À BAnQ, c’est en s’appuyant sur le rapport d’évaluation rempli par l’archiviste que les membres du comité feront, individuellement, une recherche d’information. Ils s’intéresseront au contenu sous l’angle des différents critères d’évaluation (que nous verrons bientôt), mais ils tenteront aussi de trouver des évaluations monétaires semblables qu’ils pourront utiliser comme comparables. Pour ce faire, plusieurs ressources peuvent être utilisées. BAnQ a, par exemple, créé un simple fichier Excel qui regroupe les évaluations précédentes.

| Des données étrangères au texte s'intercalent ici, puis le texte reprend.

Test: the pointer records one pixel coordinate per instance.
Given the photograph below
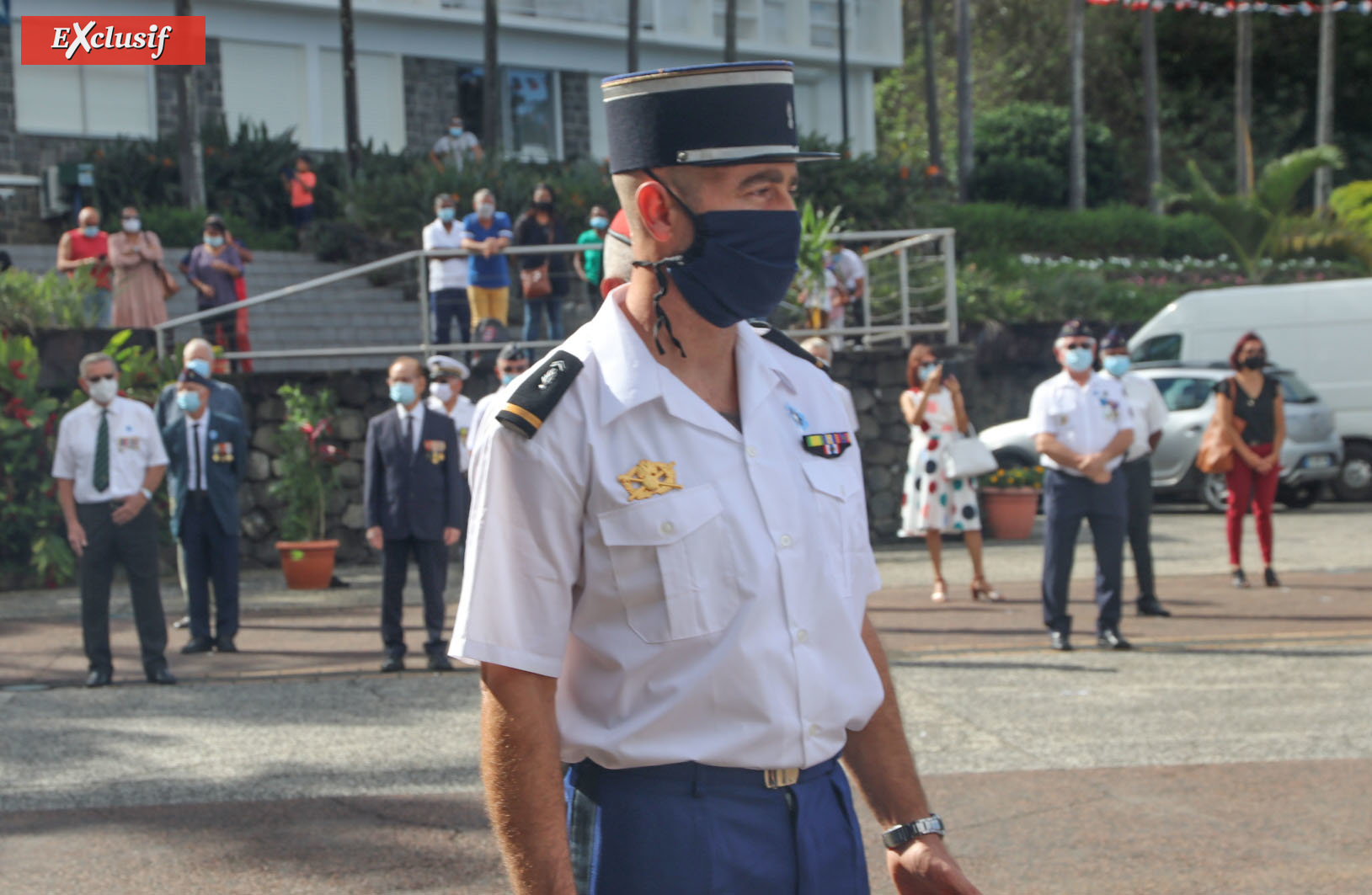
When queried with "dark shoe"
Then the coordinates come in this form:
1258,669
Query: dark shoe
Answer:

Par recherche plein texte, il est possible pour l’évaluateur d’avoir rapidement accès à des comparables. Il est entendu qu’au début d’un processus d’évaluation à l’interne, le comité ne dispose pas de la richesse d’un tel historique, par contre, s’il en a la chance, il pourra s’appuyer sur des évaluations produites par le Conseil national d’évaluation des archives (CNÉA), comme c’est le cas à BAnQ. Outre ces comparables, les sites de vente en ligne, tels qu’eBay et autres sites de collectionneurs, peuvent être très utiles pour interroger le marché. L’internet foisonne d’informations et il ne faut pas hésiter à se référer à cette ressource gratuite et facile d’accès. Finalement, quand c’est possible, les évaluateurs peuvent aussi questionner leurs collègues experts au sein même de leur organisation. Chez BAnQ, le comité de cinq à sept évaluateurs se réunit deux à trois fois par année. Lors de chacune des séances menées de façon confidentielle, plusieurs fonds sont évalués. Chacune des séances se déroule sous forme de discussions entre les membres du comité qui examinent les fonds, en estiment la valeur, puis tentent d’arriver à un consensus. Bien entendu, les décisions sont prises en fonction de certains critères qui guident le processus d’évaluation. Pour vous donner une vision juste des critères qui influencent, à la hausse ou à la baisse, la valeur d’une évaluation, nous avons repris la liste figurant dans le diaporama présenté par nos conférencières :

  • Authenticité
  • Ancienneté
  • Complétude de l’ensemble documentaire
  • Unicité, rareté, originalité
  • Valeur historique et potentiel de recherche
  • État de conservation
  • Qualité esthétique et potentiel d’exposition

Il apparaît évident que tout ensemble documentaire qui nécessite une intervention drastique et coûteuse (restauration, transfert de support…) verra sa valeur diminuée. En outre, des restrictions abusives au niveau de la consultation ou un manque de lisibilité et de disponibilité des lecteurs du support en feront de même. Enfin, le comité remplit la deuxième partie du rapport d’évaluation où sont énoncées les justifications, les politiques et les conditions d’évaluation. Les conférencières ont insisté sur l’importance de ventiler les montants attribués à un ensemble documentaire par types de documents. Cette ventilation facilitera les références futures en fournissant un comparable clair et précis, surtout si l’évaluateur s’assure d’effectuer la mise à jour de son inventaire d’évaluations comparables. Quoi qu’il en soit, là ne s’arrête pas le travail de l’évaluateur, il doit informer l’archiviste de la décision rendue et, dans le cas d’une évaluation pour une assurance, informer la personne responsable du projet. Pour sa part, l’archiviste a la tâche, parfois délicate, de communiquer le résultat de l’évaluation au donateur et de préparer, le cas échéant, le reçu fiscal. Pour des raisons évidentes, le rapport ou le nom des évaluateurs ne seront divulgués en aucun cas. Dans la perspective où le donateur serait mécontent de la valeur attribuée à son don, il peut demander une deuxième expertise. Toutefois, cette dernière se fera aux frais du demandeur.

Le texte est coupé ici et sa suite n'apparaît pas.